Aftermath

Aftermath
Aftermath

Saturday, August 25, 2012

Impermanence

Scorching sun tempered only by the breeze and the cool water. The cicadas drone in homage to the unrelenting heat. Water so clear and blue against the pinkish white sand that it pulls at the center of one's being in an invitation to immerse in its briny tonic.  It is at once soothing and haunting. There is a quality just out of view of the directly observed beauty that is a reminder of the unforgiving and unattached nature of this place. The sand dollar bleached white, the conch shell beached at low tide, the teak on the deck of my boat, weathered and grey under the torment of the sun, even the tide itself is a reminder - nothing is permanent. I can feel the starkness of the place wresting from my pale knuckles the very idea of myself. I see the grey of my hair in the weathered teak, and the frailness of my physical being in the broken shells strewn about as I sit waiting for the morning stiffness to pass with the incoming tide. Just as I would have preferred to freeze my advance in age at a more youthful point, I wish I could hold the vastness of this place at once in my mind. But it defies me each time and is relegated to the impermanence of memory, dull and misshapen. Like the cloud of stars that appears each night, a number of those that we see ceased to exist millions of years ago, but the remaining light is just reaching us.
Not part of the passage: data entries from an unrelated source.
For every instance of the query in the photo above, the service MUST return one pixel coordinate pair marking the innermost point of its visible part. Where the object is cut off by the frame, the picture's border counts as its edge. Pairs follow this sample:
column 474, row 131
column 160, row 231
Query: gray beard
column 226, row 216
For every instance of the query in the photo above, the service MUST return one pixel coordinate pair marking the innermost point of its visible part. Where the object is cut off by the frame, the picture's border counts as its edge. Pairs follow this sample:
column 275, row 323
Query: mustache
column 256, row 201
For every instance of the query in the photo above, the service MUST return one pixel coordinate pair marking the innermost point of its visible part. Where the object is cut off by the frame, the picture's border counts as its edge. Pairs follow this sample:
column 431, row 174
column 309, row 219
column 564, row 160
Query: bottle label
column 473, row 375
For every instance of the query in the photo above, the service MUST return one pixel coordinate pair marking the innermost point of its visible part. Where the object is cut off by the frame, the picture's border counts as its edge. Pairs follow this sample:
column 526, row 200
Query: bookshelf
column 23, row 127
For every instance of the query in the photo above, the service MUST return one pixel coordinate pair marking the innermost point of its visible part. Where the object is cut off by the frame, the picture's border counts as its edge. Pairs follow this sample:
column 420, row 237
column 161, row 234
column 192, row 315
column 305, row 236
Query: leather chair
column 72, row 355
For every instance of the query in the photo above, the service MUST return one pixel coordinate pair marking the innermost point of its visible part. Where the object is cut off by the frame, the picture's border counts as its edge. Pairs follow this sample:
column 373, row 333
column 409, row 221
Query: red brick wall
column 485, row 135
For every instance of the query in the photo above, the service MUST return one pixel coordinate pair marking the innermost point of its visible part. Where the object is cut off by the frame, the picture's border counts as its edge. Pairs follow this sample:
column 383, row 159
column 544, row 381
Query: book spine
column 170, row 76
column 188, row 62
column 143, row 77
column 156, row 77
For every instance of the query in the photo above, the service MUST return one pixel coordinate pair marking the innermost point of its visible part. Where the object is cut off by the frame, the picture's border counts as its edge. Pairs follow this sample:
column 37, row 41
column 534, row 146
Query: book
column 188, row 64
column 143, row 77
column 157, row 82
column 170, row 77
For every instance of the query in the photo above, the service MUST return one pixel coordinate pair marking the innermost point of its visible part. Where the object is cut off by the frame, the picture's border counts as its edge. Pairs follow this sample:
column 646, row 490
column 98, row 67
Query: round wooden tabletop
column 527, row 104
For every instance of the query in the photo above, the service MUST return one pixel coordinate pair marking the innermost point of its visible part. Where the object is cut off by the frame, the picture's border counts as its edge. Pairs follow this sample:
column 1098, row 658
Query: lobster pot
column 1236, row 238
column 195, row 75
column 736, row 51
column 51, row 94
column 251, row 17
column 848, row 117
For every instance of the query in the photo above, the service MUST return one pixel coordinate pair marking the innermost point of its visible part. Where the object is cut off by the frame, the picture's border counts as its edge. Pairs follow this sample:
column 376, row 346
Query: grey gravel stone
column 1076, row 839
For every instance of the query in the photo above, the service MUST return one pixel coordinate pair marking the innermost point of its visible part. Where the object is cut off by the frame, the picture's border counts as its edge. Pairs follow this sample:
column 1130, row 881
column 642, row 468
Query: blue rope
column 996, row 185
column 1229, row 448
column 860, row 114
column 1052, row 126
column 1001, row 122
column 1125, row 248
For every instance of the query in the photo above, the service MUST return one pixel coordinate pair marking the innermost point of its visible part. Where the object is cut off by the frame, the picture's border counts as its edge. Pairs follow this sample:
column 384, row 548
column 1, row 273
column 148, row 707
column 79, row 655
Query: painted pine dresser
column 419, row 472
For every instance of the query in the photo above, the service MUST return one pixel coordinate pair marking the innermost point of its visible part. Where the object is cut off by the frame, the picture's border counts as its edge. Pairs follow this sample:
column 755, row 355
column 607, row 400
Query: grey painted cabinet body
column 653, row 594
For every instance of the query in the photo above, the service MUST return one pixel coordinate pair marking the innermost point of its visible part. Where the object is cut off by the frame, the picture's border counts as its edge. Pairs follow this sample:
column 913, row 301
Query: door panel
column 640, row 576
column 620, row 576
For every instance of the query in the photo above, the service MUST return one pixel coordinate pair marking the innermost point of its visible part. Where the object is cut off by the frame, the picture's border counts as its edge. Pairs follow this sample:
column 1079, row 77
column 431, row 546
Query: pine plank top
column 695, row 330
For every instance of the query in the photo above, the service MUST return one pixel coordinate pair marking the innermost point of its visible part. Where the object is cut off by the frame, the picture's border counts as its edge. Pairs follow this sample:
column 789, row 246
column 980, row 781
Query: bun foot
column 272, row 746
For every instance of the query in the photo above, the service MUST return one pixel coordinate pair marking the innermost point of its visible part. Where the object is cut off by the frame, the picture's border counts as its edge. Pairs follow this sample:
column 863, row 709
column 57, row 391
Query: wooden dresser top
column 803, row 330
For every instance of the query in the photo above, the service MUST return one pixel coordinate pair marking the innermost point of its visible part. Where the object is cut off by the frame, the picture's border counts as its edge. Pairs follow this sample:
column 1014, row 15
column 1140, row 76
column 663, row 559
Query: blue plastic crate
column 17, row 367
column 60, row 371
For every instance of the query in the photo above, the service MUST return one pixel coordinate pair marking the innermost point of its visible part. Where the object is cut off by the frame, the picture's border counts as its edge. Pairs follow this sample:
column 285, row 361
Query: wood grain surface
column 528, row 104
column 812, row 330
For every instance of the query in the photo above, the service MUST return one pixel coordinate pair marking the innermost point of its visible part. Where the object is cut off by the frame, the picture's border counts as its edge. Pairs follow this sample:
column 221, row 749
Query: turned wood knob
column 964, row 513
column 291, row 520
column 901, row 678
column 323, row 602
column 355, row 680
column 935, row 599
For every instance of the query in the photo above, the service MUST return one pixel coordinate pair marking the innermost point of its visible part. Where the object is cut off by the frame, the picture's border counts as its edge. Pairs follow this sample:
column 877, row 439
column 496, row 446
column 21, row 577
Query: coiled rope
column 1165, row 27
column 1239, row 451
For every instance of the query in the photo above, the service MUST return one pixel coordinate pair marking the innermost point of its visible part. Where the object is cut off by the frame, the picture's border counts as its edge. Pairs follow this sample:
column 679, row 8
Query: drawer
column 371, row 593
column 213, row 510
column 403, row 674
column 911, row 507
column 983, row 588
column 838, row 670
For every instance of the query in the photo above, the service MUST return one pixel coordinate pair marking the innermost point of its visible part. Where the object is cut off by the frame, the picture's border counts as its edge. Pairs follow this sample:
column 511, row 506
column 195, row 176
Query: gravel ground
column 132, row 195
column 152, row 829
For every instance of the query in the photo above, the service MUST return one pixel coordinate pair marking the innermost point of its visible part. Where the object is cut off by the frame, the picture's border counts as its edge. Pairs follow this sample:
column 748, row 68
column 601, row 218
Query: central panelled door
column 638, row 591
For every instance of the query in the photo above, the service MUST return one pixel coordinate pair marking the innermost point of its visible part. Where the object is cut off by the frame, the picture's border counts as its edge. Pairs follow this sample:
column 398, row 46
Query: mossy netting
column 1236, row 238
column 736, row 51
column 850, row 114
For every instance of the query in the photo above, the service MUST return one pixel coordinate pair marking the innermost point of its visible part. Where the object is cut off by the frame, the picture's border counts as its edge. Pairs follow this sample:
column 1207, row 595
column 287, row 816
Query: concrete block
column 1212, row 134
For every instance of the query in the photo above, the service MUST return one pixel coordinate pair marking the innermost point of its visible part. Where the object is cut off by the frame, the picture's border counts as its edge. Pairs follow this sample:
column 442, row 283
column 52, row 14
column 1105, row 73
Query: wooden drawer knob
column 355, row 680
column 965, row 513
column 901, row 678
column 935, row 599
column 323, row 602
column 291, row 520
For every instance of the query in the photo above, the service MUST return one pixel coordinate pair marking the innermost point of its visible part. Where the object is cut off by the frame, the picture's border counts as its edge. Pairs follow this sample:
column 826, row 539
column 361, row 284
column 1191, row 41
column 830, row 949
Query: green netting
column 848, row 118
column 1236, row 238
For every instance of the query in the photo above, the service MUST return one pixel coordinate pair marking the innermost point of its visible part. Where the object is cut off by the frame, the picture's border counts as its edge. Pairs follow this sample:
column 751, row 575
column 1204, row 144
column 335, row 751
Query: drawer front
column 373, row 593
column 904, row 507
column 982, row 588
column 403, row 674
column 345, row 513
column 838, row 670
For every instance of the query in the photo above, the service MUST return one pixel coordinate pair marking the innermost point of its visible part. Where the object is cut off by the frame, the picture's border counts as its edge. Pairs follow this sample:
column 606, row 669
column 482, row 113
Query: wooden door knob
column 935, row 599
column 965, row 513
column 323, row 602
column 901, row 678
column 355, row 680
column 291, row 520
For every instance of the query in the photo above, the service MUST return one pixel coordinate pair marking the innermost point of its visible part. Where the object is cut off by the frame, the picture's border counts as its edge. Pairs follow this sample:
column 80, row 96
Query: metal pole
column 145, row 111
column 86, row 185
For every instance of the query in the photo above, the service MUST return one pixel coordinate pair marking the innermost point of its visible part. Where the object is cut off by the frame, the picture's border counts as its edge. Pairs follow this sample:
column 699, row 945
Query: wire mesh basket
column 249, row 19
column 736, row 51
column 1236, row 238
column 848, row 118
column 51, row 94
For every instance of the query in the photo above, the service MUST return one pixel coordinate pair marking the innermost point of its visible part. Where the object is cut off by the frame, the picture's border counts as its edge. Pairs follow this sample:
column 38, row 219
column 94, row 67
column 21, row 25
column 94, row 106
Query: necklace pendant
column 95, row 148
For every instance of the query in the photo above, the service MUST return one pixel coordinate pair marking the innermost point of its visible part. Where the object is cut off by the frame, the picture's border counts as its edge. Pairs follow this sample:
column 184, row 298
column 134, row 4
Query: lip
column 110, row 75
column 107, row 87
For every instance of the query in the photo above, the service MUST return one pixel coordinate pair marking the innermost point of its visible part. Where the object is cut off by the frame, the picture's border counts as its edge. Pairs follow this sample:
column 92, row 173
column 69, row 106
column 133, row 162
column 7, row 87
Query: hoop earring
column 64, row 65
We too burn bright for a time and become attached to the idea that the light will continue to burn after we are gone. To what end?

The point is that there is no point. There never has been and never will be. So, restore the grey weathered wood to a bright new oiled condition. Scrub the rust from the "stainless" steel to restore the shine.  And on the change of tide, do it again, not because you should, but because you can.